Figure 5 left: cVEMP obtained in an individual shown in figure 3, who has left sided superior canal dehiscence, using a Bio-Logic Navigator Pro. The left side is much larger than the right.
Right: Threshold VEMP in same person, showing lower threshold on the left side.
VEMPs are very useful in dehiscence syndromes because they quantify sound sensitivity. There are two general flavors -- cVEMPs (cervical) and oVEMPs (ocular). Both are useful for diagnosis. These sound evoked vestibulocollic evoked potentials have been described as useful in diagnosing Tullio's phenomenon (sound induced dizziness) from superior canal dehiscence (Brantberg et al, 1999; Watson et al, 2000). The side with the larger cVEMP (figure 5 left) or lower threshold (figure 5 right) is the abnormal side. A threshold at or lower than 65 is very suggestive of SCD.
cVEMPs (and here we mean threshold cVEMPs) are not always positive. In other words, it is very clear that one may have SCD on X-ray, and a normal VEMP. The lack of sensitivity probably is due to a mixture of "autoroofing" of SCD by the dura, and the usual decline in VEMPs with age or other ear disorders.
On the other hand, threshold VEMPs are fairly specific. We have rarely encountered a person with a positive threshold VEMP that did not have SCD. The exceptions are generally young women, who tend to have very large VEMPs.
oVEMPs are a more recent development. oVEMPs can be far more obviously positive than cVEMPs, because the potential on the symptomatic side can be 10 times larger -- this is not possible with a cVEMP.
We currently think the oVEMP is the most sensitive laboratory test for SCD. An amplitude > 20 is very suggestive.

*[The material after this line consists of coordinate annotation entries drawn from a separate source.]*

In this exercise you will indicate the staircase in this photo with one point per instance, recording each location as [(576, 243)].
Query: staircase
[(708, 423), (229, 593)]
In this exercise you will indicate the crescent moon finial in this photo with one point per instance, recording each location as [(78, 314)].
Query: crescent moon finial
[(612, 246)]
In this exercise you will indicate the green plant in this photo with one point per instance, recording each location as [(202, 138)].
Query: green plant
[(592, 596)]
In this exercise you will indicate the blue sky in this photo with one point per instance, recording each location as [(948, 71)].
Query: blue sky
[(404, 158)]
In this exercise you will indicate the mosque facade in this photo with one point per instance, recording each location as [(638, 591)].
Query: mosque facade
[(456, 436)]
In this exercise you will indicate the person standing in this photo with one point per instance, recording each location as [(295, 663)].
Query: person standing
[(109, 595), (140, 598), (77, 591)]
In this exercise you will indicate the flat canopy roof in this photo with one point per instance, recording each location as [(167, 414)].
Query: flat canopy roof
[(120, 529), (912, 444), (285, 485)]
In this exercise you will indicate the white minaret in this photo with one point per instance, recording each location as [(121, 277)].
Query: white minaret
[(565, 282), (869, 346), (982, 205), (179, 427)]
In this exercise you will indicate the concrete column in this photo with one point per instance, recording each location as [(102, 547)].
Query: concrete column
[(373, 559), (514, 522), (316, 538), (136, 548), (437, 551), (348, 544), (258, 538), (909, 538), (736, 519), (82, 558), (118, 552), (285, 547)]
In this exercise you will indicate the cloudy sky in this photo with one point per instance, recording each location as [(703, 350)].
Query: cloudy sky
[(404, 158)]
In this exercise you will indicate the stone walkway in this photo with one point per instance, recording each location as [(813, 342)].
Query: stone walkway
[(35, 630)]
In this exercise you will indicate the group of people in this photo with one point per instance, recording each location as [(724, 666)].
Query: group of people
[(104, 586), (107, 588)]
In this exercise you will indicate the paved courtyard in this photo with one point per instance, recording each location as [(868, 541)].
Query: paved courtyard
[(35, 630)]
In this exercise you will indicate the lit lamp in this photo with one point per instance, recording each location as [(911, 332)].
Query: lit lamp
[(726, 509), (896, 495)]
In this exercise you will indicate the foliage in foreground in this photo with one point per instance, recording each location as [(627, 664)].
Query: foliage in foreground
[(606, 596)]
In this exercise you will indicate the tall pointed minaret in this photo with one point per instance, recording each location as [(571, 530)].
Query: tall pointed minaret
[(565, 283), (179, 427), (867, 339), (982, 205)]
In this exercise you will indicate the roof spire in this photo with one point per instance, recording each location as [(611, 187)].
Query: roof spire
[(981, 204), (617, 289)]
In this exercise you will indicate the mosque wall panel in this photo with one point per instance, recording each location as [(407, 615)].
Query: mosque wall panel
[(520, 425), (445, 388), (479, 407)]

There is both a false positive and false negative problem however.
Figure 3: Conductive hyperacusis in patient with L SCD. VEMP testing was much stronger on the left side, which is the one with the air-bone gap. From this, the audiologist concluded that the patient had SCD, and she was right !

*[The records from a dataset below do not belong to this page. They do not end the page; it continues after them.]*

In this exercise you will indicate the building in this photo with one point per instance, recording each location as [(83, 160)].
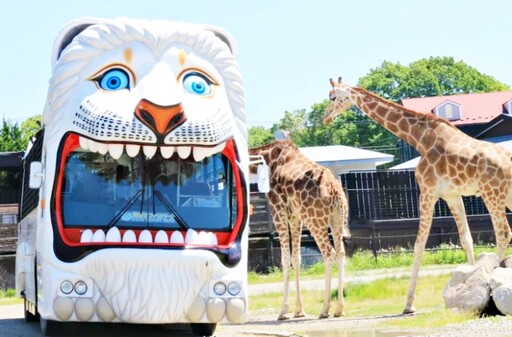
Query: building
[(485, 116)]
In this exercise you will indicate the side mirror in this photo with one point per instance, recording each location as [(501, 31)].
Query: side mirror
[(263, 178), (36, 175)]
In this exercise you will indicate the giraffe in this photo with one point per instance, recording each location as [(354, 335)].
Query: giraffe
[(452, 164), (301, 191)]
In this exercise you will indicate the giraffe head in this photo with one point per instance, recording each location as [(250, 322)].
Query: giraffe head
[(341, 99)]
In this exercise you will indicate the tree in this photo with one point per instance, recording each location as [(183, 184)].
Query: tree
[(433, 76), (14, 137), (10, 137), (259, 136), (29, 128)]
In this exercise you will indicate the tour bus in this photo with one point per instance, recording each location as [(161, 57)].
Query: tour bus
[(137, 218)]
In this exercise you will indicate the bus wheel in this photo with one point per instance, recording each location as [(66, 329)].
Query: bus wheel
[(29, 316), (203, 329), (48, 327)]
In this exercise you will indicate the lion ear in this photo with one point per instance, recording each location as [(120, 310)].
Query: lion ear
[(226, 37), (68, 33)]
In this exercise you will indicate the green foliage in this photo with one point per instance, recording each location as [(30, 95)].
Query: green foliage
[(7, 293), (16, 138), (10, 137), (259, 136), (433, 76)]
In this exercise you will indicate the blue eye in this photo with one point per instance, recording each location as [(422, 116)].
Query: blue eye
[(197, 84), (114, 79)]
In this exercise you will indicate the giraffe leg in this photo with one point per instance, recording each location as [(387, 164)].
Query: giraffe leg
[(338, 225), (427, 202), (319, 230), (296, 232), (284, 241), (340, 260), (497, 208), (456, 206)]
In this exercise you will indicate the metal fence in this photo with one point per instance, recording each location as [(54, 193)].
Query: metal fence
[(7, 272)]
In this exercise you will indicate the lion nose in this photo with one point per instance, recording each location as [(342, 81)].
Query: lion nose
[(160, 119)]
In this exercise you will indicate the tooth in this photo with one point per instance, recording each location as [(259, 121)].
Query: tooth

Figure 3b: Conductive hyperacusis in patient with bilateral SCD. In other words, thresholds can be better than 0.
Audiometry is generally done as a preliminary test in evaluation of patients with potential SCD, and an alert audiologist who knows about SCD may make the diagnosis on the spot. In patients with SCD (see figure 3), audiometry may show bone conduction scores better than air (conductive hyperacusis). This is not universal -- but occurs in roughly 40% (Yuen et al, 2009). If there is a simultaneous sensorineural hearing loss in SCD, the overall picture may mimic the conductive hearing loss pattern of otosclerosis (Mikulec et al, 2004). However, as VEMP's are present in SCD, but absent in conductive hearing loss, it is easy to tell these two apart. The main pitfall here is that audiologists may not check for conductive hyperacusis, as this is not very relevant to hearing aid dispensing. This is the reason that it is usually best to "redo" audiograms done in practices that are not experienced with SCD (such as. most hearing aid dispensors).
Tympanometry may induce dizziness, which may lead to the diagnosis. This generally requires a very large dehiscence, but it is worth being attentive.
ENG testing often shows a minor reduction in responses on the dehiscence side. Also a downbeating nystagmus may be seen on positional testing, which resembles that of anterior canal BPPV. Most of the time though, ENG testing is not diagnostic.
An "ECochG", or electrocochleography may be of help also, although only in rare instances. The main role of ECochG is to diagnose Meniere's disease, which is a common alternative source of pressure sensitivity. ECochG is technically challenging and it may be difficult to locate a laboratory that does it well. We would not do this test at all if the VEMP is abnormal -- we would go right to the CT.
This test was described by Halmagyi and others (2003). Event triggered averaging is used to detect electro-oculographic responses to loud clicks -- intensities ranging from 80 to 110 Db. 128 clicks were delivered at a rate of 5/s from 60 to 110 db, in 10 db steps. Normal subjects have no response or a very low amplitude response of < 0.25 deg at 110. The latency was 8 msec. This test is not generally available, and since there have been no adopters since 2003, this is probably not going to be pursued.